O Instituto Avalia também detalhou os mecanismos de segurança utilizados durante a aplicação das provas. Entre eles estavam registro fotográfico dos candidatos, detectores de metais, controle e acondicionamento de aparelhos eletrônicos, fiscalização de entradas, saídas e sanitários, acompanhamento dos deslocamentos e aplicação de diferentes versões das provas.
Segundo a empresa, 12 candidatos foram conduzidos à delegacia durante a operação de segurança. Outros 23 candidatos foram eliminados administrativamente por descumprimento das regras previstas no edital.
As prisões ocorreram em Natal e Mossoró. Conforme informações da Polícia Civil, os suspeitos são investigados por possível utilização de equipamentos eletrônicos para receber respostas durante a realização do exame.
Em Mossoró, dez pessoas foram presas e, segundo a investigação policial, foram encontrados indícios de utilização de equipamentos como pontos eletrônicos. Em Natal, outras duas pessoas foram presas sob suspeita de participação em um esquema no qual terceiros resolveriam questões fora dos locais de prova e transmitiriam as respostas aos candidatos.

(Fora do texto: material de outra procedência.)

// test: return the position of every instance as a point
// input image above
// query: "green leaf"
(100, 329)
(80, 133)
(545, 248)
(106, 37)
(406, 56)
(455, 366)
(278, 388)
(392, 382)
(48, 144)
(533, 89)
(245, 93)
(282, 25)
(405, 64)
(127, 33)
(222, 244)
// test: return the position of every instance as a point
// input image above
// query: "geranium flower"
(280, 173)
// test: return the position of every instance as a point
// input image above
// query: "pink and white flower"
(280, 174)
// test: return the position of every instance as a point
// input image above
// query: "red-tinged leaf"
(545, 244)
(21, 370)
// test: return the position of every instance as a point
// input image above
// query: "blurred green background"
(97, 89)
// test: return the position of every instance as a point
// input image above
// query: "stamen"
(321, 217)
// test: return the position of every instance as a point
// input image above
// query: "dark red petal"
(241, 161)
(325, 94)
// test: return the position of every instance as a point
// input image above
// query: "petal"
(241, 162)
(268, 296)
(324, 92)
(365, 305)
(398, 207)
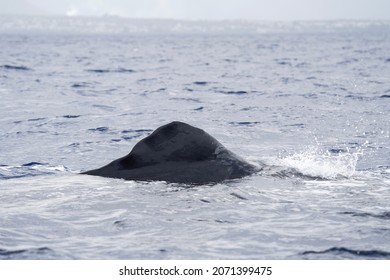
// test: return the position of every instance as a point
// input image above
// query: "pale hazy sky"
(206, 9)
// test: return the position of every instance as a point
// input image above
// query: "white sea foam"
(317, 163)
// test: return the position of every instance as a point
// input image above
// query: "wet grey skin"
(178, 153)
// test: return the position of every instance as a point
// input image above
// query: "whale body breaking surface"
(178, 153)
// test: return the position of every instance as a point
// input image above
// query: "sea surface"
(311, 100)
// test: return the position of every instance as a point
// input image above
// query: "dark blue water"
(310, 100)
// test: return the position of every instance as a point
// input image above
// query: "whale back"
(173, 142)
(177, 153)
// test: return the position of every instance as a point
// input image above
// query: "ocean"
(310, 100)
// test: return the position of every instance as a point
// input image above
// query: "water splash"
(317, 163)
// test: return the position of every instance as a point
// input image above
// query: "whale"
(178, 153)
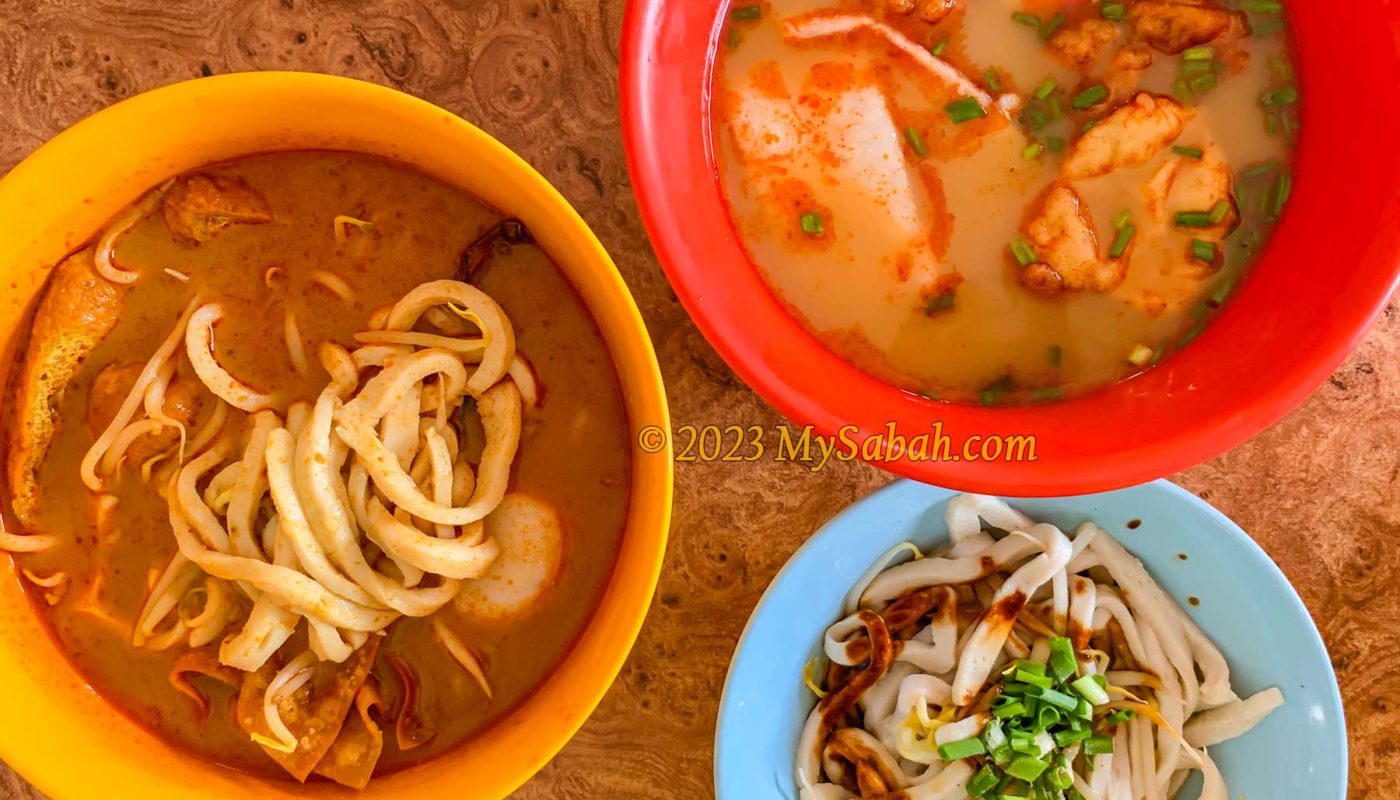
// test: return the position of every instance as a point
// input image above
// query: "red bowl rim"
(1157, 423)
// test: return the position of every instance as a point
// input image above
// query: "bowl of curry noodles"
(1024, 247)
(319, 464)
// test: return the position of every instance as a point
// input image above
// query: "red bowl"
(1326, 275)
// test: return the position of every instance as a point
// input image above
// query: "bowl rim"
(611, 631)
(1176, 422)
(1175, 493)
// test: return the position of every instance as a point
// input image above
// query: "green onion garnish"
(965, 109)
(1024, 252)
(1028, 20)
(748, 13)
(1204, 251)
(1091, 687)
(1089, 97)
(1098, 744)
(916, 142)
(1283, 189)
(1061, 657)
(1122, 241)
(961, 748)
(1193, 219)
(1054, 697)
(1220, 212)
(1190, 335)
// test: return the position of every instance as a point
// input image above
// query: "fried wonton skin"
(315, 722)
(77, 311)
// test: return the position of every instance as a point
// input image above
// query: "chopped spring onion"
(748, 13)
(1061, 657)
(961, 748)
(1098, 744)
(1054, 697)
(1089, 97)
(993, 392)
(1122, 241)
(1193, 219)
(1285, 95)
(1010, 709)
(1220, 212)
(965, 109)
(1028, 20)
(916, 140)
(1204, 251)
(1138, 357)
(1283, 189)
(1024, 252)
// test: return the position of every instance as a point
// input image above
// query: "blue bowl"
(1246, 605)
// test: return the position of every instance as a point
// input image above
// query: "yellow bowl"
(53, 729)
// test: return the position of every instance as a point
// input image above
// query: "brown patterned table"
(1320, 491)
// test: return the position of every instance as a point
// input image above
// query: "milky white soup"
(1004, 201)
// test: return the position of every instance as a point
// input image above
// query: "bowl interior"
(1246, 605)
(62, 194)
(1329, 271)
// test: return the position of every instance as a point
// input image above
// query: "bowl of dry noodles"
(937, 646)
(318, 453)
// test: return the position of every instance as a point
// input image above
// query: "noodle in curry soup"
(1017, 661)
(318, 464)
(1004, 201)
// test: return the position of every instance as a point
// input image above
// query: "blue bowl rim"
(1161, 485)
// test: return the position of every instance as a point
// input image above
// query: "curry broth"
(573, 451)
(851, 289)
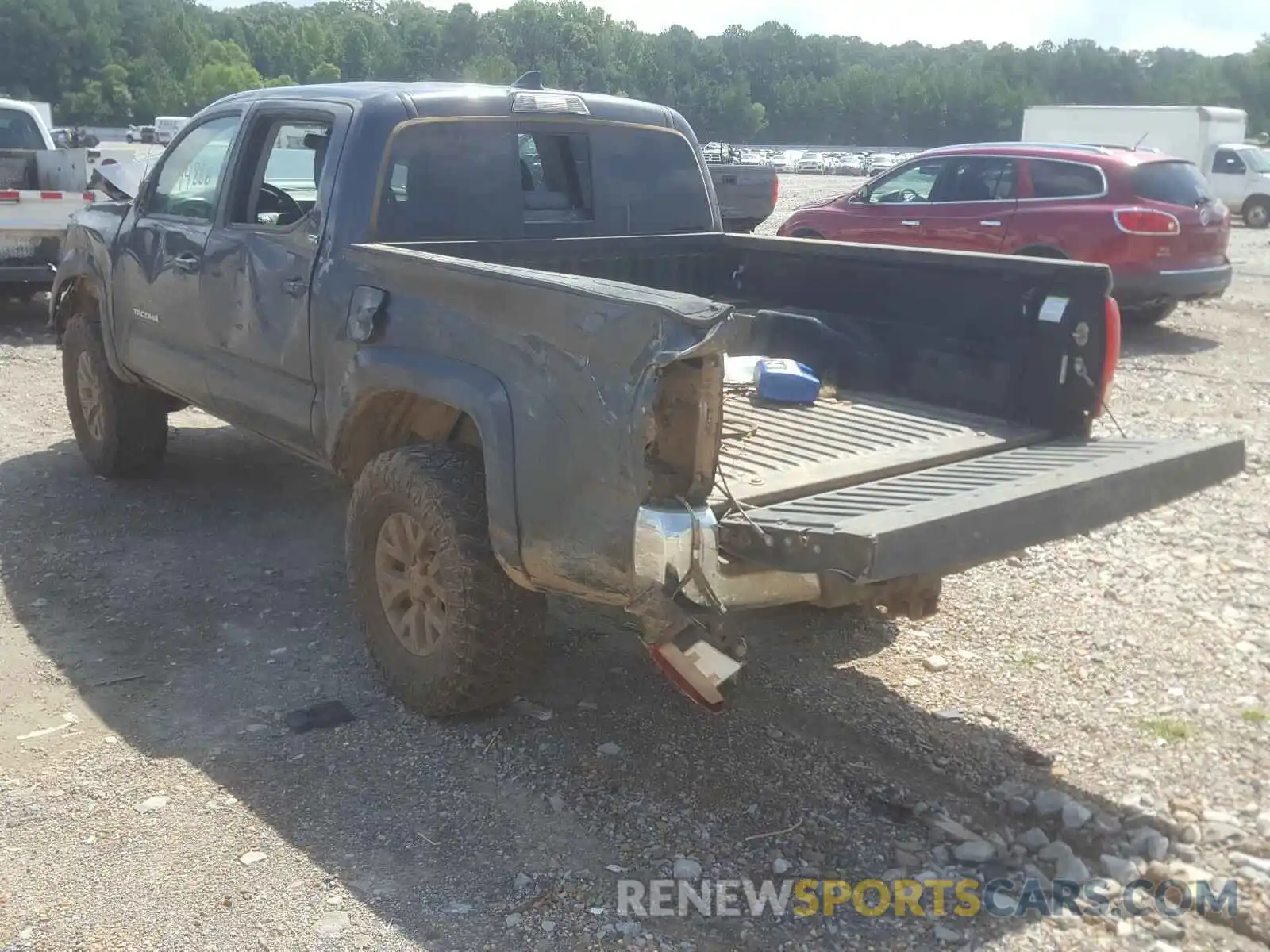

A Polícia Civil continua investigando como funcionaria a possível fraude e se outras pessoas participaram do esquema. Entre as hipóteses analisadas está a atuação de indivíduos do lado externo dos locais de aplicação para resolver questões e repassar as respostas por meio de dispositivos eletrônicos.
O Instituto Avalia afirmou que as ocorrências identificadas durante a aplicação não significam, por si só, fraude generalizada no concurso. Para a organizadora, tentativas individuais de fraude que tenham sido identificadas e interrompidas não se confundem com o comprometimento do certame como um todo.
Paralelamente às investigações policiais, o Ministério Público do Rio Grande do Norte (MPRN) abriu procedimento para verificar se existem elementos que possam justificar a anulação das provas escritas do concurso da Secretaria de Estado da Administração Penitenciária (Seap).
A apuração é conduzida pela 70ª Promotoria de Justiça de Natal e considera, entre outros pontos, a prisão em flagrante de candidatos durante a aplicação da prova. O MPRN também analisa a circulação de fotografias de páginas do caderno de questões em aplicativos de mensagens.
Outro ponto sob análise são possíveis falhas nos mecanismos de segurança. Documentos encaminhados ao Ministério Público indicaram que a empresa organizadora não teria utilizado detectores de metais em todas as salas de aplicação.
Para esclarecer as circunstâncias, o MPRN solicitou informações à Secretaria de Estado da Administração (Sead) e ao Instituto Avalia. Os órgãos terão 15 dias para apresentar os dados requisitados.
Entre as informações solicitadas estão os locais de aplicação, os procedimentos de segurança empregados, a utilização de detectores de metais e eventuais contatos mantidos anteriormente com órgãos de inteligência e investigação.
O Ministério Público também acompanhará as investigações conduzidas pela Delegacia Especializada em Defesa do Patrimônio Público e Combate à Corrupção, responsável pela apuração das suspeitas relacionadas à realização das provas.
Enquanto o MPRN avalia se houve irregularidades capazes de comprometer a isonomia entre os candidatos, o Instituto Avalia sustenta que, até o momento, não identificou evidências de vazamento ou quebra do sigilo da prova e afirma que continuará colaborando com as autoridades.